3 responses to "Sothis Review: Assassin’s Creed 2 (PS3) Test"

  1. "In Sachen Action-Adventures wiegen sich Konsoleros derzeit im Glück. Das gilt insbesondere für jene Zeitgenossen, die eine PS3 im Wohnzimmer stehen haben"

    Bei Uncharted hast du wohl recht. Aber die anderen beiden Spiele gibt es (bzw. wird es geben) sowohl für die 360, als auch für den PC.
    Und gerade der PC hat mittlerweile grafisch die Konsolen wieder überholt. Da braucht man sich nur Dragon Age, Dirt 2 oder Batman anzuschauen.
    Und fast alle Multiplattfor-Spiele, sehen auf der XBox besser aus und machen weniger Probleme, als auf der PS3.
    PS3 exklusive Titel wie Uncharted (2) stechen da dann um so mehr heraus, weil sie zeigen, was die PS3 könnte, wenn die Entwickler sich denn die Zeit zum optimieren nehmen würden.

  2. Oho, hört sich wie der Beginn eines Flamewars an ;o)

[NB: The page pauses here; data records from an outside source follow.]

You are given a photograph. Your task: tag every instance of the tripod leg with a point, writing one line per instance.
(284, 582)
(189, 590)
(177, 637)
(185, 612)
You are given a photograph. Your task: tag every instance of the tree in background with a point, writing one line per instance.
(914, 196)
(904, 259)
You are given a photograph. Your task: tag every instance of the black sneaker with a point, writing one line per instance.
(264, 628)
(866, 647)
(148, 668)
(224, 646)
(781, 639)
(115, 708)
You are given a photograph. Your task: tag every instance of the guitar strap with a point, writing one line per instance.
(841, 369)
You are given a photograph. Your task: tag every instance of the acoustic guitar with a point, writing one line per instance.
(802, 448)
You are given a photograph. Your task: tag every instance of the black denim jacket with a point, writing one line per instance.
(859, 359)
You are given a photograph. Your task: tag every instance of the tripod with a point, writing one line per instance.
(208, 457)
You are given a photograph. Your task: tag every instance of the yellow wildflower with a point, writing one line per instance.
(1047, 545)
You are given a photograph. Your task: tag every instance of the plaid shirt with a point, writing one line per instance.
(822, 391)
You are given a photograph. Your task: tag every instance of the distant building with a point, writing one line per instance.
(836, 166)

    Dazu möchte ich einfach mal folgende Punkte loswerden:

    - Ich beziehe mich ja explizit auf die Action-Adventures und in diesem Bereich steht mit Uncharted 2 wohl der beste Vertreter aller Zeiten exklusiv der PS3 zur Verfügung. Deshalb gilt diese Aussage insbesondere für PS3-Besitzer.

    - Was den Vorteil gegenüber der PC-Plattform ausmacht: Es ist nicht nur, dass einige Action-Adventures gar nicht auf dem PC erscheinen (auch hier sei wieder die Uncharted-Reihe genannt), sondern im Falle von Assassins Creed 2 eben auch deutlich früher.

    - Dragon Age & jedwede Egoshooter würde ich auch nie auf ner Konsole spielen ;)

    - Jep, PCs sind grafisch vornauf (wenn sie denn jemals hinter den Konsolen gelegen haben). Hab ich schon erwähnt, dass der PC meine Lieblingsplattform ist? :)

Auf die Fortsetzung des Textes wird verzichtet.